VINÍCIUS QUEIROZ GALVÃO
DA REPORTAGEM LOCAL
"Prender e fazer calar são
coisas que ninguém compreende. É coisa da Segunda Guerra
ou de ditaduras." A avaliação é
de Christoph Gilgen, 45, representante da Ifatca (federação
internacional dos controladores de tráfego aéreo, que reúne
mais de 50 mil profissionais em
125 países) na Suíça e que
acompanha de perto a situação
brasileira -esteve na equipe da
entidade destacada para falar
com as autoridades aeronáuticas de Brasília logo depois do
acidente da Gol.
Para Gilgen, o problema do
tráfego aéreo brasileiro está no
militarismo. "No Brasil, militar
é quase Deus", diz.
Ainda na ativa (ele havia acabado de sair da torre de comando quando concedeu esta entrevista por telefone, na noite
da última sexta-feira), o suíço
critica o Brasil por "negar e esconder as coisas" desde o acidente com o vôo 1907 da Gol,
que deixou 154 mortos em setembro do ano passado.
Ele afirma à Folha que os
problemas ainda "vão durar
por anos e anos". Gilgen questiona: "Por que castigar operadores, impor o medo? Isso não
é solução, vai dar ainda mais o
que falar". Leia a entrevista
abaixo:
FOLHA - A Aeronáutica diz que o
momento para o tráfego aéreo no
Brasil é de extrema gravidade. Como o senhor vê essa situação?

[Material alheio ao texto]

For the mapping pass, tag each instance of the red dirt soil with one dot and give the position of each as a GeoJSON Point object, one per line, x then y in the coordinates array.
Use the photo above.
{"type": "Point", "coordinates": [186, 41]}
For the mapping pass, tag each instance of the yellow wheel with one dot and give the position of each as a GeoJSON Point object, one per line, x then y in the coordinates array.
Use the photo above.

CHRISTOPH GILGEN - É difícil de
avaliar de longe, mas sei que é
uma situação bem grave. O presidente da Ifatca está chocado
com essa maneira de prender
presidentes de associação de
controladores. Mas o problema
é que é tudo militar. No Brasil,
militar é quase Deus. É uma
coisa bem séria.
FOLHA - O governo acertou ao determinar a prisão de alguns controladores?
GILGEN - Para mim, isso mostra
claramente governos imaturos.
Eles estão chegando ao limite
das ações. E isso não quer dizer
uma coisa boa. Isso prova a falta de imaginação e de soluções.
Por isso chegam a essas "soluções", que não são soluções, só
atrasam o choque final.
FOLHA - E quais soluções o senhor
propõe para essa crise brasileira?
GILGEN - Desde o início da crise,
o problema é o planejamento e
também uma estrutura completamente errada. E resolver
isso vai demorar, vai demorar
anos.
FOLHA - O fim do militarismo seria
uma solução?
GILGEN - Pode ser uma solução,
mas é preciso ter uma separação estrutural do órgão que fornece o serviço, do órgão que vai
supervisionar o serviço e do órgão que organiza o serviço, como se faz nos EUA, na Europa e
na Ásia, onde quer que se vá. Isso funciona perfeitamente em
180 países. Só há cinco que querem fazer outra coisa. Um deles
é o Brasil, outro é o Uruguai. No
Brasil, apesar da série de problemas, eles [o governo] insistem em dizer que é um serviço
barato.
FOLHA - O que falta para a Ifatca
declarar o espaço aéreo brasileiro inseguro?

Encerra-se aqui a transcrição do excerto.